Quote from: k a rl h e nn i ng on June 17, 2017, 04:33:19 AM
Thanks for the correction.  I am relieved  0:)

You know me well enough, you shouldn't have worried in the first place.  :)

Quote from: k a rl h e nn i ng on June 17, 2017, 06:31:51 AM
And thank you for agreeing that Oh, but everyone gets prizes! is . . . problematic.

More problematic is the very idea of getting prizes. Competitions are for horses, not for artists:)
"Beauty must appeal to the senses, must provide us with immediate enjoyment, must impress us or insinuate itself into us without any effort on our part." - Claude Debussy

Ken B

Quote from: Florestan on June 17, 2017, 09:48:44 AM

More problematic is the very idea of getting prizes. Competitions are for horses, not for artists:)

First Prize, for Andrei!

>:D

Todd

The universe is change; life is opinion. - Marcus Aurelius, Meditations

People would rather believe than know - E.O. Wilson

Propaganda death ensemble - Tom Araya

Ken B

Todd makes a good point elegantly. Time is limited. We need ways to identify and advance the particularly talented or adept. Competitions are one of the tools we use to do that. Prizes aren't a final answer, but that doesn't make them useless.

Florestan

Quote from: Ken B on June 17, 2017, 11:48:16 AM
Todd makes a good point elegantly. Time is limited. We need ways to identify and advance the particularly talented or adept. Competitions are one of the tools we use to do that. Prizes aren't a final answer, but that doesn't make them useless.

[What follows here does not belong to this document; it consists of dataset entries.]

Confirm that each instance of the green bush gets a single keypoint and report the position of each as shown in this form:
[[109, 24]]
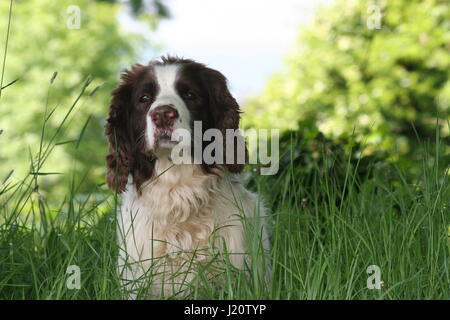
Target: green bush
[[388, 87]]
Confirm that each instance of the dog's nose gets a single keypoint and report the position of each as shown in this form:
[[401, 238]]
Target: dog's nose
[[163, 116]]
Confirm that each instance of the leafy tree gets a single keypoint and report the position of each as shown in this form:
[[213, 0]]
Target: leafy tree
[[44, 38], [387, 84]]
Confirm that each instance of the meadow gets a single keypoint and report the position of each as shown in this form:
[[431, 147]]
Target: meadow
[[326, 230], [377, 195]]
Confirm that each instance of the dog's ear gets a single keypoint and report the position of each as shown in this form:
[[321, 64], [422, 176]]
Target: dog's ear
[[226, 115], [119, 134]]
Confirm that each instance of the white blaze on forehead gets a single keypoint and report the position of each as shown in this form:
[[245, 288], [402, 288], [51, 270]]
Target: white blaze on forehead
[[166, 78]]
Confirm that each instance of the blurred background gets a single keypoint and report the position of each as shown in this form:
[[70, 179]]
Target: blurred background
[[372, 75]]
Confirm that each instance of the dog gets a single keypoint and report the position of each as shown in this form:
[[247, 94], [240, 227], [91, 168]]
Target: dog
[[174, 217]]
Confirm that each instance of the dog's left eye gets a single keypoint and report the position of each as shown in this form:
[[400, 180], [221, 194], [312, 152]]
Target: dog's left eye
[[145, 98], [189, 95]]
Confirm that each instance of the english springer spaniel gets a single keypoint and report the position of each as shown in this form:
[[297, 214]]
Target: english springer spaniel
[[175, 218]]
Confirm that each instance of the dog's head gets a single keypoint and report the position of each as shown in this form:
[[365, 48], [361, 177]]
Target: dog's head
[[151, 103]]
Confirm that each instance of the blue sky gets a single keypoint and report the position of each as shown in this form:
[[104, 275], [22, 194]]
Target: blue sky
[[246, 40]]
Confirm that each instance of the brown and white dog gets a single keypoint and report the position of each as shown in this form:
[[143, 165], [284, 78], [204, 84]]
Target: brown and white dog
[[173, 216]]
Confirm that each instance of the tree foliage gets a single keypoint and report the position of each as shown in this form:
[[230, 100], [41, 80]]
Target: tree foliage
[[42, 41], [386, 85]]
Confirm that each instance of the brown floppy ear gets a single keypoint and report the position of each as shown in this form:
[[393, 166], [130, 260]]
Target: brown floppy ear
[[119, 160], [226, 115]]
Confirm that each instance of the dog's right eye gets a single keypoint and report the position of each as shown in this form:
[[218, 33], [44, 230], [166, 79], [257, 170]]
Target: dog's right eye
[[145, 98]]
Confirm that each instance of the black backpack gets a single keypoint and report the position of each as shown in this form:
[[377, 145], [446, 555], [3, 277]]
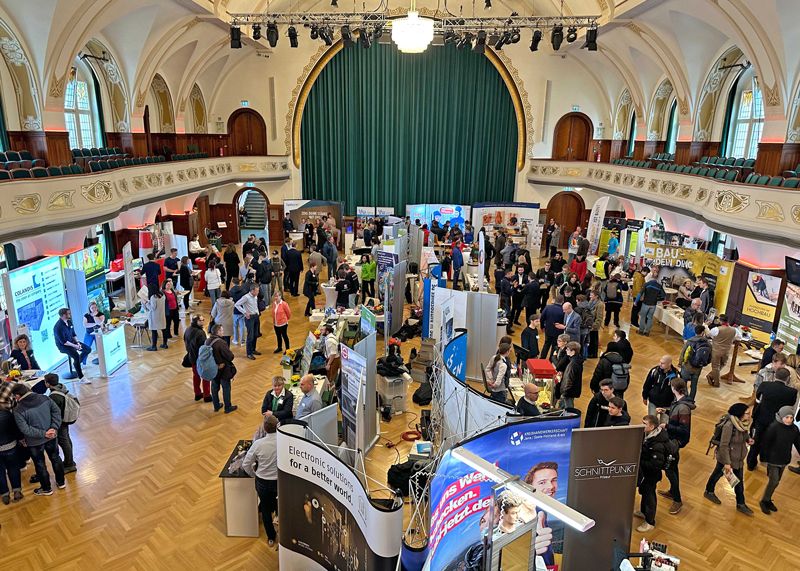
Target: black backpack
[[716, 437], [701, 353], [620, 376]]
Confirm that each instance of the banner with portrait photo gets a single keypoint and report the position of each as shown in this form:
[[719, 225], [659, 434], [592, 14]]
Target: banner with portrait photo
[[328, 520], [538, 451]]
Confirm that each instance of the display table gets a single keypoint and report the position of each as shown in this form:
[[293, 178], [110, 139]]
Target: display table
[[239, 499], [111, 349]]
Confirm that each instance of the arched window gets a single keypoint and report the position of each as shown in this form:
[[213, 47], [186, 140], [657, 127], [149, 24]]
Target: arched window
[[672, 128], [632, 135], [746, 117], [81, 109]]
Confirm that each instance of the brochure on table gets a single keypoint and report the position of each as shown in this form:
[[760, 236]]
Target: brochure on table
[[34, 294], [338, 526]]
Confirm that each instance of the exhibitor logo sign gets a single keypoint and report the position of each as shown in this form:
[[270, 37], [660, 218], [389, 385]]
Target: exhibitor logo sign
[[605, 470]]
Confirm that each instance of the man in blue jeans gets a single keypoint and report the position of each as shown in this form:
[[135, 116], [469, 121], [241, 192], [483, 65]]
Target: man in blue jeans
[[652, 294], [39, 419], [248, 306]]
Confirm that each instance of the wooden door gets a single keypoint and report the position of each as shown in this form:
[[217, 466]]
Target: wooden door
[[572, 138], [275, 223], [566, 208], [248, 133]]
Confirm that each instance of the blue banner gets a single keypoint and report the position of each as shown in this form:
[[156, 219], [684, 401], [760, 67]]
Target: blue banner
[[455, 357], [538, 451]]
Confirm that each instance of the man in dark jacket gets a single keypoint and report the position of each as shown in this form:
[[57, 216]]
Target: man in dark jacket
[[226, 371], [652, 294], [604, 369], [58, 394], [597, 410], [294, 267], [651, 463], [776, 452], [551, 315], [194, 337], [679, 428], [770, 397], [572, 379], [39, 419], [657, 390]]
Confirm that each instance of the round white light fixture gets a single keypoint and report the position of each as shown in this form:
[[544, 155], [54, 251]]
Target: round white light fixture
[[412, 34]]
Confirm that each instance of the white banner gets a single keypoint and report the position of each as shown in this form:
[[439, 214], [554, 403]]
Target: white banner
[[328, 520], [595, 225]]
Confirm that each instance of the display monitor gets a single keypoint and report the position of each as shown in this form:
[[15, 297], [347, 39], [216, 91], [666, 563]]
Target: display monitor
[[34, 294]]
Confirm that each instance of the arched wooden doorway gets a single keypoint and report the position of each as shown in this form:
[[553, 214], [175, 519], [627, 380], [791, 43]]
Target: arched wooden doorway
[[247, 132], [572, 137], [567, 209]]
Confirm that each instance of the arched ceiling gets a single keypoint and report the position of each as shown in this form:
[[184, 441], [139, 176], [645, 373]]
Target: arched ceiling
[[642, 42]]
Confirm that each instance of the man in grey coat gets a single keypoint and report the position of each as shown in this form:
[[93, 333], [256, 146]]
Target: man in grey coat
[[39, 419]]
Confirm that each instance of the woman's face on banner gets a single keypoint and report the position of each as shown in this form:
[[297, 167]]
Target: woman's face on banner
[[546, 481]]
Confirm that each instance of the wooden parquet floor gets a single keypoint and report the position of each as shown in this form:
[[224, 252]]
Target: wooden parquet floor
[[147, 493]]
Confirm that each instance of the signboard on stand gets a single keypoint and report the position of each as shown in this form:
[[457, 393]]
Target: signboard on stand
[[337, 525]]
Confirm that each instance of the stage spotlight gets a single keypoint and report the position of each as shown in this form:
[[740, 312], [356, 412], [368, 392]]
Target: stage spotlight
[[480, 43], [347, 37], [537, 37], [557, 37], [572, 34], [363, 38], [272, 34], [236, 38], [591, 40]]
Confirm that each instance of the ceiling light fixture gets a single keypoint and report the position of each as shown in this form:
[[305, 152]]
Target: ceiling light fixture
[[557, 37], [272, 34]]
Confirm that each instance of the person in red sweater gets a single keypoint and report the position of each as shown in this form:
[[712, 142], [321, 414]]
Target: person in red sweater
[[578, 266]]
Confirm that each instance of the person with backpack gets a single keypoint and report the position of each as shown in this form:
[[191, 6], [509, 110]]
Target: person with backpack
[[612, 290], [776, 452], [652, 461], [651, 295], [613, 367], [695, 354], [70, 409], [39, 421], [597, 409], [731, 438], [498, 374], [598, 315], [679, 429], [770, 398], [215, 362], [657, 390]]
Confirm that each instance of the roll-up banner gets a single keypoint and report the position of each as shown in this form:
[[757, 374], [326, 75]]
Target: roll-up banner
[[536, 450], [327, 518], [604, 465], [595, 225]]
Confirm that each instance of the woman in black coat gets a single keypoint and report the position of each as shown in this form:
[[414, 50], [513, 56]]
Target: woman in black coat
[[278, 402]]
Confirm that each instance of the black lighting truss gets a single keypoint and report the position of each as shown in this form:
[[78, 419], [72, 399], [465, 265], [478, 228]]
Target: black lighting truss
[[442, 25]]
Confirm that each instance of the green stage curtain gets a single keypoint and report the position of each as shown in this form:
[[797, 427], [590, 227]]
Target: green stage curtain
[[383, 128]]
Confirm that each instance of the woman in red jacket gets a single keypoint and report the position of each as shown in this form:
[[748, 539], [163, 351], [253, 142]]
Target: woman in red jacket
[[280, 320], [578, 266]]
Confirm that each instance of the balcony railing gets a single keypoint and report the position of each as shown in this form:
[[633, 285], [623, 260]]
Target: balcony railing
[[32, 206], [760, 212]]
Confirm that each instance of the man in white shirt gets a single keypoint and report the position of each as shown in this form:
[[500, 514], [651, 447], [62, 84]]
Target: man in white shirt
[[261, 462], [248, 306], [311, 401]]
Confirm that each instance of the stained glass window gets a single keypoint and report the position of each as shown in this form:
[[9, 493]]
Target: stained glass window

I'm sure Bartok did not have such competitions in mind.
"Beauty must appeal to the senses, must provide us with immediate enjoyment, must impress us or insinuate itself into us without any effort on our part." - Claude Debussy

Turner

Quote from: Florestan on June 17, 2017, 12:14:29 PM
I'm sure Bartok did not have such competitions in mind.

Bartok had constant economical problems. Prizes are usually accompanied by money. His Opus 1 Rhapsody was submitted to the Anton Rubinstein Prize Competition in Paris in 1905, but won nothing.

He  entered his 3rd Quartet for a prize in Philadelphia. It had been composed in Budapest, but the prize earned him $3000, which helped him financially through the 1930s.

starrynight

Quote from: amw on June 15, 2017, 06:46:42 PM
Arditti Quartet
JACK Quartet
Quatuor Diotima
Pellegrini-Quartett
Kairos-Quartett
Maggini Quartet
Hagen Quartet
Pacifica Quartet
Juilliard Quartet
Quartet-Lab
Jasper Quartet
Spektral Quartet
Keller Quartet
Minguet Quartet
Quartetto Prometeo

Off the top of my head.

How do we compare them to the performers of the pre-recording era?  Another problem is the further back you go the more music has been lost.  And over time with the globalisation of culture classical music has spread it's wings beyond that Western European base.  With the advent of recordings and then the wide distribution of the internet things are very different now.

So I think it's hard to compare the past to modern times, it's just a different culture.